La Russie accuse l'Ukraine d'avoir tué l'ingénieur en chef de la centrale nucléaire de Zaporijjia lors d'une frappe de drone
Rosatom affirme qu'Alexandre Iakovlev et son chauffeur sont morts lorsqu'un drone a frappé leur véhicule de service près de la centrale occupée de Zaporijjia. L'AIEA a qualifié l'attaque d'inacceptable et a averti qu'elle mettait en danger la sûreté nucléaire.
La frappe signalée
La société nucléaire d'État russe Rosatom a déclaré le 15 juillet 2026 que l'ingénieur en chef de la centrale nucléaire occupée de Zaporijjia, Alexandre Iakovlev, avait été tué dans ce qu'elle a décrit comme une attaque ciblée de drone ukrainien. Selon le chef de Rosatom, Alexeï Likhatchev, un drone des forces armées ukrainiennes a frappé un véhicule de service appartenant à la centrale à la limite entre le site de l'installation et la ville d'Enerhodar. Le chauffeur de Iakovlev est également mort dans l'incident. Likhatchev a déclaré que Iakovlev avait « consacré toute sa vie à l'énergie nucléaire et est mort, en quelque sorte, à son poste de combat ».
Un drone des forces armées ukrainiennes a attaqué un véhicule de service de la centrale nucléaire à la frontière entre le site de la centrale et la ville d'Enerhodar.
Ni les chaînes Telegram de la centrale ni celles de Rosatom n'avaient mentionné Iakovlev auparavant, ont noté plusieurs médias allemands. Cette affirmation n'a pas été vérifiée de manière indépendante.
La réponse de l'Ukraine
L'Ukraine nie avoir mené des attaques contre la centrale ou son personnel. L'armée ukrainienne a déclaré que ses forces respectent strictement le droit international humanitaire et sont pleinement conscientes des conséquences catastrophiques des frappes sur les installations nucléaires. Aucune autre déclaration officielle de Kyiv n'était immédiatement disponible.
Condamnation de l'AIEA
Le ministère russe des Affaires étrangères a rapidement exigé une réponse claire de l'Agence internationale de l'énergie atomique. La porte-parole Maria Zakharova a appelé l'AIEA et son directeur général Rafael Grossi par leur nom à publier « une déclaration claire et sans équivoque condamnant ce meurtre ».
Nous exigeons des organes internationaux compétents, en premier lieu l'AIEA, une déclaration claire et sans équivoque condamnant ce meurtre.

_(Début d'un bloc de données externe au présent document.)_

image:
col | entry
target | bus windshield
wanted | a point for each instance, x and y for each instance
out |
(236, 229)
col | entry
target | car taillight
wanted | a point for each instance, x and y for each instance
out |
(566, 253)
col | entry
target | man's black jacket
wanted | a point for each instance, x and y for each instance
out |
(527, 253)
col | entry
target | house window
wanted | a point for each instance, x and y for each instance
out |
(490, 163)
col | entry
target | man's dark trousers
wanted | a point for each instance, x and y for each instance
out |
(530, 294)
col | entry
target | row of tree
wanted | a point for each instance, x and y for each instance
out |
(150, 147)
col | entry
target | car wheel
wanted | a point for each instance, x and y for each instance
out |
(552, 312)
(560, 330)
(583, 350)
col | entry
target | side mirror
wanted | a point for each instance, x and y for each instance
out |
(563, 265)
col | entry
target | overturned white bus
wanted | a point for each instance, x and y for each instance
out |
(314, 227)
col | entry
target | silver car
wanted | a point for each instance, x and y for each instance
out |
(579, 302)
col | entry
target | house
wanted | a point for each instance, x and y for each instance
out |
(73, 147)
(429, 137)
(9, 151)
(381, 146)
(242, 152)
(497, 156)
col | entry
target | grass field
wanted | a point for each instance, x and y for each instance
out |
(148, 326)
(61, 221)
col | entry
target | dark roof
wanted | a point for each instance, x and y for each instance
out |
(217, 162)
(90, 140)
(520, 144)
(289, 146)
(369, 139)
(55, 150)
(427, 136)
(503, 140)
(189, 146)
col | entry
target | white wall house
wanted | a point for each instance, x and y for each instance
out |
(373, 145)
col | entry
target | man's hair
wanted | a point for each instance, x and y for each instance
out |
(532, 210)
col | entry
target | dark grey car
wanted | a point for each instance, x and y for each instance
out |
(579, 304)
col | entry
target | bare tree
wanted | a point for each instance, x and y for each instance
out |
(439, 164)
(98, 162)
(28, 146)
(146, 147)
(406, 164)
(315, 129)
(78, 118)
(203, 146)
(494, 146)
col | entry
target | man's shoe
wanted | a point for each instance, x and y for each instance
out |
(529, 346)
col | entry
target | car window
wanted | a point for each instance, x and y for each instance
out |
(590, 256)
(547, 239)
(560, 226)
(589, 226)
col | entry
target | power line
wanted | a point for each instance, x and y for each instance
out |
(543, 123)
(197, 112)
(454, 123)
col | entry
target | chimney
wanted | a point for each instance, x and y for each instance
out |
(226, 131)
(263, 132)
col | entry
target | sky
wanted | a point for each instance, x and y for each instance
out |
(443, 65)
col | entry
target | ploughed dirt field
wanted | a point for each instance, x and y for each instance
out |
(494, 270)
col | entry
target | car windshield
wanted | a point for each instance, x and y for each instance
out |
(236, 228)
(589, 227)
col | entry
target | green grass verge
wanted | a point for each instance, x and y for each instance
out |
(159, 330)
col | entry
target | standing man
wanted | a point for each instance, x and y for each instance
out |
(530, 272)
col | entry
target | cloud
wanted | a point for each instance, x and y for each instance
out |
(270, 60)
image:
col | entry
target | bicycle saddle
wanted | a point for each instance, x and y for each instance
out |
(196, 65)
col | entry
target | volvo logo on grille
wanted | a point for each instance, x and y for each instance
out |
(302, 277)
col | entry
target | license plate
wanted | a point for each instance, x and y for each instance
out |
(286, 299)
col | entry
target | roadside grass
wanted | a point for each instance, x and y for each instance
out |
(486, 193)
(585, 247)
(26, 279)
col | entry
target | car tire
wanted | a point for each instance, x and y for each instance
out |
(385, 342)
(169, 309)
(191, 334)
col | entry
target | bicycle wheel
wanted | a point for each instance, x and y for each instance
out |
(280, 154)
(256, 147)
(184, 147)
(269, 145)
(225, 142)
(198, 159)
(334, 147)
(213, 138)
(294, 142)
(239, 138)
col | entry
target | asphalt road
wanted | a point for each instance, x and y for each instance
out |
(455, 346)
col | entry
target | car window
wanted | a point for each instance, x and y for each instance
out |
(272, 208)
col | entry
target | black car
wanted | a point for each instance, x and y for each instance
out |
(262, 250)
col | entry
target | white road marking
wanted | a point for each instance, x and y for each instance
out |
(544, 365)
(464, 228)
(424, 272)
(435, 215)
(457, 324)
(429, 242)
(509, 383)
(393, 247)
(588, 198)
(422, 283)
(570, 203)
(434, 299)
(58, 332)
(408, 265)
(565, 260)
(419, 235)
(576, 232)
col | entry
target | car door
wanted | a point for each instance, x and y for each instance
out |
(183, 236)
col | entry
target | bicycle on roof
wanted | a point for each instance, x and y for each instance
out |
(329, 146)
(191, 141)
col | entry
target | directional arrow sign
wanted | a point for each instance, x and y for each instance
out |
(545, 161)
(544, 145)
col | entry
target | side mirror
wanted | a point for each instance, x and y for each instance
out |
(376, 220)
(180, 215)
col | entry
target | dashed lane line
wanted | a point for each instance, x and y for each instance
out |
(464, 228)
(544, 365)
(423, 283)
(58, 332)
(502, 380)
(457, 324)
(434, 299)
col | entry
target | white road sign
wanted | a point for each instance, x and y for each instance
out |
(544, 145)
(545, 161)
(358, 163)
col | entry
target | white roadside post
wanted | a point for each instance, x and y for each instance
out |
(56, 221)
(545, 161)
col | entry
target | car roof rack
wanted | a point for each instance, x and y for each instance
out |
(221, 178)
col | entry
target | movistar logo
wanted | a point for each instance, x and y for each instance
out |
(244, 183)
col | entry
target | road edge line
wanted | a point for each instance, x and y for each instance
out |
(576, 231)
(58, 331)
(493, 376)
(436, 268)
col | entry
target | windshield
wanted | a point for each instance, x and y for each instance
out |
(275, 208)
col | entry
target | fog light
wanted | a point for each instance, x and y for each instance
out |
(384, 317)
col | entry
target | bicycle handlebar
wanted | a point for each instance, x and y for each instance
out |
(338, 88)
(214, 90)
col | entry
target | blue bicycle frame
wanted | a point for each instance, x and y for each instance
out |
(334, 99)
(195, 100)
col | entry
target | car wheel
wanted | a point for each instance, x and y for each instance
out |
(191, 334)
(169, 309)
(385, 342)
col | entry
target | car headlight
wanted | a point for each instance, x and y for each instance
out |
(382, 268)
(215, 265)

Grossi a ensuite publié une déclaration écrite qualifiant l'attaque d'« inacceptable » et avertissant qu'elle mettait en danger la sûreté nucléaire. L'AIEA a appelé à l'arrêt de toutes les attaques contre ou à proximité des installations nucléaires et de leur personnel.
Attaques plus larges dans la région
Ce meurtre signalé est survenu dans un contexte de vague de violences dans la région de Zaporijjia. Le gouverneur régional Ivan Fedorov a déclaré qu'au moins cinq civils avaient été tués par des frappes russes le 15 juillet. Trois personnes sont mortes et 15 ont été blessées dans la capitale régionale, la ville de Zaporijjia, qui se trouve à un peu plus de 20 kilomètres de la ligne de front. Deux hommes ont été tués plus tôt par des attaques de drones télécommandés dans la ville de première ligne d'Orikhiv. Les attaques constantes de drones, de bombes et de roquettes russes maintiennent la ville industrielle sous des alertes de raids aériens quasi permanentes.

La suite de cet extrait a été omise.